Und so fungiert das Thema digitale Revolution als eine Art Wahrnehmungsfolie, auf der vermeintlich kommende gesellschaftliche Entwicklungen diskutiert werden - als Hebel, um sich über dieses zweifellos wichtige Thema öffentlichkeitswirksam auszutauschen. Die Frage ist dann zum Beispiel nicht, wie vielleicht vordergründig diskutiert wird, ob man Twitter cool und nützlich findet, sondern ob man das Phänomen in seinem Kontext - Microblogging und Web 2.0 - für wichtig oder gar richtungsweisend ansieht. Vermutlich twitterte Martin Lindner (ebenfalls am 16. März) deshalb auch kritisch zu Sascha Lobos Artikel, den er als Reaktion auf eine Kolumne Harald Martensteins in der Zeit geschrieben hat.
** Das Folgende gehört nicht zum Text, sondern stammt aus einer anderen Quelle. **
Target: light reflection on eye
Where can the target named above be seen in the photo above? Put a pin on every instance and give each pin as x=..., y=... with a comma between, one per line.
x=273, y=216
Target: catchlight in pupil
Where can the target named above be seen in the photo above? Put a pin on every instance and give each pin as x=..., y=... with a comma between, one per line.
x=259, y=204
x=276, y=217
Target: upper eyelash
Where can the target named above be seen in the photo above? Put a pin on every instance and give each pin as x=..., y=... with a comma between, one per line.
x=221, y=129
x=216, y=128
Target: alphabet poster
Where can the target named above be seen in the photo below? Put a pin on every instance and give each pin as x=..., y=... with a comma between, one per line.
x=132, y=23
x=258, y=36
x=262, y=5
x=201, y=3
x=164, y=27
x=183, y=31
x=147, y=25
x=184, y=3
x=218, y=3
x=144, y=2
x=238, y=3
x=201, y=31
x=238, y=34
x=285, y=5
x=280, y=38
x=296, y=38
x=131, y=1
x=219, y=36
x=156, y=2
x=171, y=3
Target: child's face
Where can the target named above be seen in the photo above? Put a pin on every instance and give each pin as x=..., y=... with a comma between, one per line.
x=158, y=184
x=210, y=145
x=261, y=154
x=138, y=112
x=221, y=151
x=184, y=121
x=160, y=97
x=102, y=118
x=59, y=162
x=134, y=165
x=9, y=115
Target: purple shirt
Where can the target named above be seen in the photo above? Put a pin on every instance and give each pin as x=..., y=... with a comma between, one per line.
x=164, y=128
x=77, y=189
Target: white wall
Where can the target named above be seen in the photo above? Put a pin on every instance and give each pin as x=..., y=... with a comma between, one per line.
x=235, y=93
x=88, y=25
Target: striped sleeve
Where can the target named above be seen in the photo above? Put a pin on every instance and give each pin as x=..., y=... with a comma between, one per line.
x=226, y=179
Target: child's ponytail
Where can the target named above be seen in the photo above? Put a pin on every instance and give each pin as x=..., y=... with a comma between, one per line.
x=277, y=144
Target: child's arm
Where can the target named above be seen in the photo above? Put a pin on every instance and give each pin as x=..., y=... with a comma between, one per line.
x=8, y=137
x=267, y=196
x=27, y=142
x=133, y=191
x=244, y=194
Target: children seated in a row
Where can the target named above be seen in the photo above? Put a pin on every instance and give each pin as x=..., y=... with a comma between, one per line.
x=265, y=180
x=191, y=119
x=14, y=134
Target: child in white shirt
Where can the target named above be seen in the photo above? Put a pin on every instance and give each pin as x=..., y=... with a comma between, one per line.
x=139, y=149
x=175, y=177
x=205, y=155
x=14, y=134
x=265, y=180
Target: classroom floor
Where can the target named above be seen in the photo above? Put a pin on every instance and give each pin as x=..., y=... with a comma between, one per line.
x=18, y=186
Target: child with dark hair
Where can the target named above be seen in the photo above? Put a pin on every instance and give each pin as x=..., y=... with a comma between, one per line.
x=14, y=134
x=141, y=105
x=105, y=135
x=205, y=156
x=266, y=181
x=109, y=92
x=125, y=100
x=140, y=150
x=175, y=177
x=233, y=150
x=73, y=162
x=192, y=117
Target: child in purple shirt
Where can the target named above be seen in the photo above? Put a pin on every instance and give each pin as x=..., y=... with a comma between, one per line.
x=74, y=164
Dort ernennt Lobo Twitter bzw. Microbloggen zum Microphänomen und begründet dies zum Beispiel mit gerade einmal (von ihm nach eigener Aussage selbst geschätzten) 50000 Twitter-Nutzern in Deutschland - ansonsten glänzt er dort aber mit einem hübschen Bild, das Martensteins Aussage widerlegen soll, es sei im Sinne des Datenschutzes und der Persönlichkeitsrechte widersprüchlich, “gegen Videokameras in Umkleidekabinen” zu sein und “gleichzeitig die totale Vernetzung als Fortschritt” zu feiern:

“Diese Passage ist (…) vor allem falsch, weil sie die selbstgesteuerte Vernetzung und das freiwillige Einstellen von Daten vergleicht mit Videokameras in Umkleidekabinen. Der Unterschied ist der gleiche wie zwischen “sich im Klo einschliessen” (toll, manchmal) und “im Klo eingeschlossen werden” (untoll, immer).”
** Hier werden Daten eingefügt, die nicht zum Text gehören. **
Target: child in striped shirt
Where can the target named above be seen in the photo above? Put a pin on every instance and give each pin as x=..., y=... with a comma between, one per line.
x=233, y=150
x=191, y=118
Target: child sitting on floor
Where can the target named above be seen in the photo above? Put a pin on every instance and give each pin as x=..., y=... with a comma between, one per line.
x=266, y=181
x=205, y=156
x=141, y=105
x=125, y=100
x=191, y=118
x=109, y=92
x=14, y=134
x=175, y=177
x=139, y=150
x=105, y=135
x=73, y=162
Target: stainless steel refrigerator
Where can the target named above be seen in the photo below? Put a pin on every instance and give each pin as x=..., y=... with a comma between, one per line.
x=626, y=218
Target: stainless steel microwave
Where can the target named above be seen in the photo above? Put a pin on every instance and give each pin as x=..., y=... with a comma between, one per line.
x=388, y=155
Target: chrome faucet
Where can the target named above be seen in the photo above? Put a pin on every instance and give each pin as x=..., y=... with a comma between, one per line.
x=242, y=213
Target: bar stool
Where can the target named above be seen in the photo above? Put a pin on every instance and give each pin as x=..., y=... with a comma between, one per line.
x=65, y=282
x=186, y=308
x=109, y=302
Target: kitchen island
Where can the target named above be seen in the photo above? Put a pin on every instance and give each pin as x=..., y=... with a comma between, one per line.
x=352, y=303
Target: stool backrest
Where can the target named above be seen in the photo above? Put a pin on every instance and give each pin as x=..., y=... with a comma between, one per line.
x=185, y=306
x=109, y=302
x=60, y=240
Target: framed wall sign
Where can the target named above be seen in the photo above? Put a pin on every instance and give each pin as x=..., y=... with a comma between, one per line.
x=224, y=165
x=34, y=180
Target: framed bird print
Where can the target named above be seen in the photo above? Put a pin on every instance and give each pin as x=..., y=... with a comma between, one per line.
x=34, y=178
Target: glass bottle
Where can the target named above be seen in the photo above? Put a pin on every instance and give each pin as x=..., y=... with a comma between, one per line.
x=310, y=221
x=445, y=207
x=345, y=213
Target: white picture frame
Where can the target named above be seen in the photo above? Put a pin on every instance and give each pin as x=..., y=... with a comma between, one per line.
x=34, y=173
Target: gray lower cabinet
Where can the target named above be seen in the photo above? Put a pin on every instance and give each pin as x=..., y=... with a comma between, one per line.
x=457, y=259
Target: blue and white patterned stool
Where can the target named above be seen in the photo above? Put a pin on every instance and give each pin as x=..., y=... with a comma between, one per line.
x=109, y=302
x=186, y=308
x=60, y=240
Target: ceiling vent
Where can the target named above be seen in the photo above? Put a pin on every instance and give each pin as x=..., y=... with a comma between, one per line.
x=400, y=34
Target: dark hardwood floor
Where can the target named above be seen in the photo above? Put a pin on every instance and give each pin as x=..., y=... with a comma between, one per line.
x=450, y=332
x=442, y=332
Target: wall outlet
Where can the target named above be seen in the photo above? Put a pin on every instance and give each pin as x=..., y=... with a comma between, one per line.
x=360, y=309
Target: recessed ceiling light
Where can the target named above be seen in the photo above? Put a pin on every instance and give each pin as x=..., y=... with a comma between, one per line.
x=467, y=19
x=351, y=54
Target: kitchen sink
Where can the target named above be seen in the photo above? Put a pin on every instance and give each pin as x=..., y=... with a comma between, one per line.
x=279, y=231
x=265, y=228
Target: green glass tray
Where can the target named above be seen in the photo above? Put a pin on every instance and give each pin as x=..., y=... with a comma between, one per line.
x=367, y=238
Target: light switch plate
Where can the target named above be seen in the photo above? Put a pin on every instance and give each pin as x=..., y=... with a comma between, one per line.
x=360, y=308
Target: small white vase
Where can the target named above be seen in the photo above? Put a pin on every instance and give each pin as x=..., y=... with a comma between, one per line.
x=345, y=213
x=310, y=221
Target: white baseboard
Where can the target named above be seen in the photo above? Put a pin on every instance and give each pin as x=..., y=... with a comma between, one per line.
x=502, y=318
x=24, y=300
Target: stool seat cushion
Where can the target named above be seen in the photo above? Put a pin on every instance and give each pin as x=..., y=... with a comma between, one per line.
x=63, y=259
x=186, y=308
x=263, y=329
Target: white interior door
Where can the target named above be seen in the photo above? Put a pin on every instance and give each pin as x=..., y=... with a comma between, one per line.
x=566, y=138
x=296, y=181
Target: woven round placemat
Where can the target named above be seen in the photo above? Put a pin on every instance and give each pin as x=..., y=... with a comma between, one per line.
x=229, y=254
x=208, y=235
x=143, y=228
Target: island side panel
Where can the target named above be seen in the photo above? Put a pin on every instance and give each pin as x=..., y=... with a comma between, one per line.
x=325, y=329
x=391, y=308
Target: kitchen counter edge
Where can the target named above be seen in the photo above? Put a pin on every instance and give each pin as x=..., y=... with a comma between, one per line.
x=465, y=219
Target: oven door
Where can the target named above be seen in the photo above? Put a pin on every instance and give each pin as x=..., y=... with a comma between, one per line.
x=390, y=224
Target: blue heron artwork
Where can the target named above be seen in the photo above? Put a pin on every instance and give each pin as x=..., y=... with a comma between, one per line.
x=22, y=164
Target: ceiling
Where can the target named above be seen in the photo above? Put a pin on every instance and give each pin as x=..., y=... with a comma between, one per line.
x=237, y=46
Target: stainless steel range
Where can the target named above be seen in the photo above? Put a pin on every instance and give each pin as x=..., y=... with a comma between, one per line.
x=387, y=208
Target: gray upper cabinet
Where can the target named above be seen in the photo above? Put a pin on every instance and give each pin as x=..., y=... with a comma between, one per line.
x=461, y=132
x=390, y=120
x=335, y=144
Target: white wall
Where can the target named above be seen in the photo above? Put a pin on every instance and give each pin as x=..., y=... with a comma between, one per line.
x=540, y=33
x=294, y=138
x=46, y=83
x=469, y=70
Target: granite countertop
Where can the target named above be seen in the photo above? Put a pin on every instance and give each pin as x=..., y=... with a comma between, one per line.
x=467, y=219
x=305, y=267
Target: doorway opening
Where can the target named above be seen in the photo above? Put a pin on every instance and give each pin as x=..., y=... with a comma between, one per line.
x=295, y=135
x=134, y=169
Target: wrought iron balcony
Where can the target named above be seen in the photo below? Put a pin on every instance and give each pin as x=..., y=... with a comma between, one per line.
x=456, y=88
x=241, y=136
Aber das ist eine andere Baustelle.


 
 
 

3 Kommentare zu “Das Internet als Wahrnehmungsfolie”

  1. martin lindner
    29. März 2009 um 16:55

    grad über twitter re-follow hierher verschlagen worden.
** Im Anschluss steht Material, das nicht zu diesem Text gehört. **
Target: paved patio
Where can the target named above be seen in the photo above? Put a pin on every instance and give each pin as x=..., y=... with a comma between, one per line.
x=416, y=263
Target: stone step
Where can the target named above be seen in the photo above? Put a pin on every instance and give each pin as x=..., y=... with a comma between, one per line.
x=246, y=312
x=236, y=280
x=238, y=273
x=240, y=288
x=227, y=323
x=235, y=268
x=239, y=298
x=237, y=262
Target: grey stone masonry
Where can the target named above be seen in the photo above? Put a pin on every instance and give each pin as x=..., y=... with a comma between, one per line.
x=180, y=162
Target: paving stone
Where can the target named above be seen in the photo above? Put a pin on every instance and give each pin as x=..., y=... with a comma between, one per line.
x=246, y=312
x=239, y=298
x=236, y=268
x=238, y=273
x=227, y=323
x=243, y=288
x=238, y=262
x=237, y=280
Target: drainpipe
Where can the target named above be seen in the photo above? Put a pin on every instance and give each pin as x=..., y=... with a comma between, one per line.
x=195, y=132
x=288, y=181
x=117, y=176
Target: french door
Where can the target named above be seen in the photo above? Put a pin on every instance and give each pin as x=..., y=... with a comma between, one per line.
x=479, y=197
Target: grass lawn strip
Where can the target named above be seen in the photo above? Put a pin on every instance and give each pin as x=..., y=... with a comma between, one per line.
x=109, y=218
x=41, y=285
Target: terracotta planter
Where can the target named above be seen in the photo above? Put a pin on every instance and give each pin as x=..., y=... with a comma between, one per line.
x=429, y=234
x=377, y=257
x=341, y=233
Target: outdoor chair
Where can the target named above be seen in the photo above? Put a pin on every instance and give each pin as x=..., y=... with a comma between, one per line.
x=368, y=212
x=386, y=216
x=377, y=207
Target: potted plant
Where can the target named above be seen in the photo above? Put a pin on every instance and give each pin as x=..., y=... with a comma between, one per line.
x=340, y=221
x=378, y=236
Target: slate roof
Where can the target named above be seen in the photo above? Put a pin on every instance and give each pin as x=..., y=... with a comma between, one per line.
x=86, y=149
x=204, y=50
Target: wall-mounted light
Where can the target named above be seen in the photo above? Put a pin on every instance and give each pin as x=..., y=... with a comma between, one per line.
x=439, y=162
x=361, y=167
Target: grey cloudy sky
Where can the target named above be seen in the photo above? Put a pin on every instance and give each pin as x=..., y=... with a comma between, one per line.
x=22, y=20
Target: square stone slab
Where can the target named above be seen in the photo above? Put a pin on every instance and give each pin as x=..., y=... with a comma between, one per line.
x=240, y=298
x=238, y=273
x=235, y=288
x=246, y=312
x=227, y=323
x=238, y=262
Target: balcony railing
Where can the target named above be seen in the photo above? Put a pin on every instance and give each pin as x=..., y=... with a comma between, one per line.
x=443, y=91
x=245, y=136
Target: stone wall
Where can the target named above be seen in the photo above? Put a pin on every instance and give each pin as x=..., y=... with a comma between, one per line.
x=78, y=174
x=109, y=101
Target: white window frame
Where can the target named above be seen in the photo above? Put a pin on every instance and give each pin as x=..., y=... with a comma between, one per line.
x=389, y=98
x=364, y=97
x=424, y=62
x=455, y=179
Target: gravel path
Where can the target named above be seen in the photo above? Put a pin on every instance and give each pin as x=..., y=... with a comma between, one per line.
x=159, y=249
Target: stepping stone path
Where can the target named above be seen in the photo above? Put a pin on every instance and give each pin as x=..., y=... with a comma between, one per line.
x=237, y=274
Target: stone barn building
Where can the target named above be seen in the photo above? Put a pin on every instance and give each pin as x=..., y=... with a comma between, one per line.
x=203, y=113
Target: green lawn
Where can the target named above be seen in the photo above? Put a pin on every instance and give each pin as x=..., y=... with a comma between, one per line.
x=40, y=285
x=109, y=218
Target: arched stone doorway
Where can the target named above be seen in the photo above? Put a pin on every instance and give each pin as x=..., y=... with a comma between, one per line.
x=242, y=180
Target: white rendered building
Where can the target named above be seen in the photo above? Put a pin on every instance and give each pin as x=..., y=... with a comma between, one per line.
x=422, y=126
    2 missverständnisse: (1) ich bin ganz sicher kein “selbsternannter Digial Native”. nämlich gar keiner, sondern ausdrücklich und immer selbsternannter “immigrant”. und 3/4 der interessantesten web-avantgardisten, denen ich folge, sind das auch. darüber kann man sich gedanken machen. (2) ich wollte eigentlich nicht Lobo kritisieren, sondern Martenstein.

    ansonsten kann ich in dem (interessanten) blog-statement vor lauter rhetorischen vorbehalts- und kritische-ironie-signalen nicht ganz die position ausmachen, die du hier einnimmst. vermutlich eine schreibweise die wenn, dann eher nur gedruckt funktioniert. auf dem screen will jeder immer gleich wissen, was derjenige denkt, der hier schreibt.

  2. admin
    29. März 2009 um 19:02

    Danke für die Hinweise:

    Selbsternannter Digital Native war natürlich Quatsch, da ist was durcheinander geraten. (Zumal ich Dich hier schon einmal korrekt beschrieben habe, als ich Dein Statement auf youtube zu Microlearning postete: http://www.thorstena.de/?p=696) Das habe ich geändert.

    Ansonsten habe ich Dich aber schon so verstanden, dass Du Lobos Einordnung Twitters als “Microphänomen” nicht zustimmen magst; in Deinem Kommentar auf dessen Blog schreibst Du ja auch, dass die eher geringe Zahl der deutschsprachigen Twitterer nichts über die Relevanz des Microbloggings an sich aussage.

    Und über Deinen Hinweis, meine Position sei hier nicht ganz auszumachen, muss ich erst einmal nachdenken. (Da bin ich ohnehin noch in der Experimentierphase). Vielleicht liegt es daran, dass ich Microlearning für relevanter halte, als viele das derzeit einräumen möchten, mit dem Generationen-Thema aber meine Probleme habe. Deshalb fand ich einfach gut, dass Du in diesem Zusammenhang so offen von Taktik und Öffentlichkeitswirksamkeit gesprochen hast.

  3. martin lindner
    30. März 2009 um 10:45

    Digital Natives: ja, ich halte den begriff inzwischen selbst, wie viele andere (vgl. Graham Attwell), für einen schmarren. es ist eine abkürzung für “digitaler klimawandel” (der alle betrifft, die diesen medien ausgesetzt sind). und dieser hinweis wird - unter älteren - dadurch unwiderlegbar, dass man auf “die kids” verweist. meine 12jährige tochter sagt mir immer, dass das unsinn ist: ihre klassenkameraden sind defnitiv nicht “digital literates”. und sie werden es von alleine auch nicht, bzw. nicht viel leichter als mein 74jähriger bloggender webjunkie-vater.